In utter confusion, Evelyn follows her mother into the garden, where Delphine is plucking a pink-petalled daisy from the grass she's ensconced on.

"Ma bichette, did you do this?" Julia questions her eldest daughter. Her hand carelessly gripping Evelyn's inflamed arm, disregarding the faint whimpering from the child.

Delphine merely shakes her head, unbothered. "No, Maman," she says, returning her eyes to the flower.

Julia raises a brow at Evelyn, asking what other objection she has.

"You're lying! You're covering it with the blanket!" The younger girl lifts the said picnic blanket, revealing scattered leaves of green poison ivy.

"Do you have any damning evidence of that?" Delphine utters the word her father used on the phone some other day.

Evelyn parts her mouth, ready to retaliate, when her mother strikes her across the face — and it's not the namby-pamby kind.

"I ought to wash your mouth with soap," Julia grimly says under her breath.

When Evelyn looks up to lay her eyes on the woman, she already knew the face would be prejudicious. "Maman, what would I gain from lying?" Tears accumulate in her eyes, the rash becomes fiery by the second, and her throat closes up.

Then her savior enters the garden from the front yard, a briefcase in his hand. "Thought I heard your voice. What's going on?" He interrogates Julia from afar, puzzled by the ongoing scene.
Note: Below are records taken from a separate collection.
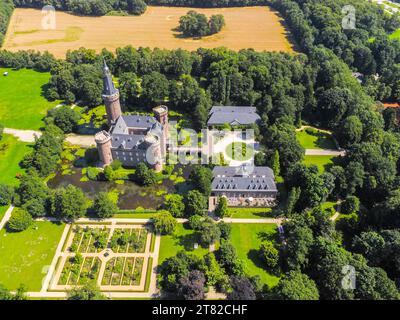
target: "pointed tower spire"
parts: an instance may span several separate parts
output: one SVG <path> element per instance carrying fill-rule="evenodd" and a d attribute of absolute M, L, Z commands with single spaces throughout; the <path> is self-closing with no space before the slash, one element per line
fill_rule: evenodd
<path fill-rule="evenodd" d="M 115 88 L 112 80 L 110 69 L 106 60 L 103 58 L 103 101 L 106 106 L 108 124 L 113 125 L 122 115 L 121 105 L 119 102 L 119 90 Z"/>
<path fill-rule="evenodd" d="M 117 92 L 117 89 L 115 89 L 114 82 L 112 80 L 110 69 L 108 68 L 106 60 L 104 58 L 103 58 L 103 84 L 104 84 L 103 95 L 111 96 Z"/>

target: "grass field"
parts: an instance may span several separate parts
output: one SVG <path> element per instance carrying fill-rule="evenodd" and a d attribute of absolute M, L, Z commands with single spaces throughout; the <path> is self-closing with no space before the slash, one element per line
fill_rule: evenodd
<path fill-rule="evenodd" d="M 12 135 L 3 135 L 0 141 L 0 183 L 17 184 L 16 174 L 24 171 L 19 163 L 30 151 L 28 143 L 20 142 Z"/>
<path fill-rule="evenodd" d="M 179 25 L 179 18 L 191 9 L 149 6 L 145 14 L 128 17 L 80 17 L 58 11 L 55 30 L 41 29 L 40 10 L 16 9 L 4 48 L 48 50 L 59 58 L 64 58 L 67 50 L 80 47 L 100 51 L 126 45 L 187 50 L 224 46 L 233 50 L 293 51 L 282 19 L 268 7 L 196 9 L 207 16 L 223 14 L 226 26 L 213 36 L 182 38 L 174 29 Z"/>
<path fill-rule="evenodd" d="M 315 128 L 297 131 L 296 136 L 304 149 L 336 149 L 331 136 Z"/>
<path fill-rule="evenodd" d="M 395 32 L 393 32 L 393 33 L 389 36 L 389 39 L 400 40 L 400 29 L 397 29 Z"/>
<path fill-rule="evenodd" d="M 6 213 L 8 206 L 0 206 L 0 221 L 3 219 L 4 214 Z"/>
<path fill-rule="evenodd" d="M 273 217 L 271 208 L 228 208 L 230 218 L 262 219 Z"/>
<path fill-rule="evenodd" d="M 194 231 L 189 229 L 187 225 L 179 223 L 174 235 L 161 237 L 160 255 L 158 258 L 159 264 L 162 264 L 166 259 L 175 256 L 182 250 L 198 256 L 206 255 L 209 249 L 202 248 L 201 246 L 194 249 L 194 244 L 196 242 L 197 239 Z"/>
<path fill-rule="evenodd" d="M 14 290 L 21 283 L 39 291 L 64 229 L 63 224 L 36 222 L 19 233 L 0 231 L 0 283 Z"/>
<path fill-rule="evenodd" d="M 250 276 L 259 275 L 268 286 L 275 286 L 279 278 L 269 274 L 258 257 L 258 249 L 264 238 L 273 236 L 275 224 L 232 224 L 232 243 L 239 258 L 246 263 Z"/>
<path fill-rule="evenodd" d="M 303 163 L 307 166 L 316 165 L 322 173 L 333 164 L 334 156 L 304 156 Z"/>
<path fill-rule="evenodd" d="M 9 72 L 7 77 L 3 76 L 5 71 Z M 58 104 L 42 95 L 49 78 L 49 73 L 0 68 L 0 122 L 7 128 L 39 129 L 47 110 Z"/>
"Your daughter is lying again," the woman truculently claims, glaring at the weeping child.

Maurice furrows his eyebrows and shifts his attention towards Evelyn who has her hands pressed against her wet eyes. "What happened, Evie?" He lays a knee on the grass to be at the same level as her.

"I didn't lie, Papa." The girl's voice muffled as she refuses to take her hands off her face.

Maurice looks at his wife with resentment; which irks and prompts her to go inside with the other child. He picks Evelyn up with ease to bring her to a nearby seat. "D'accord, tell me what happened," he says.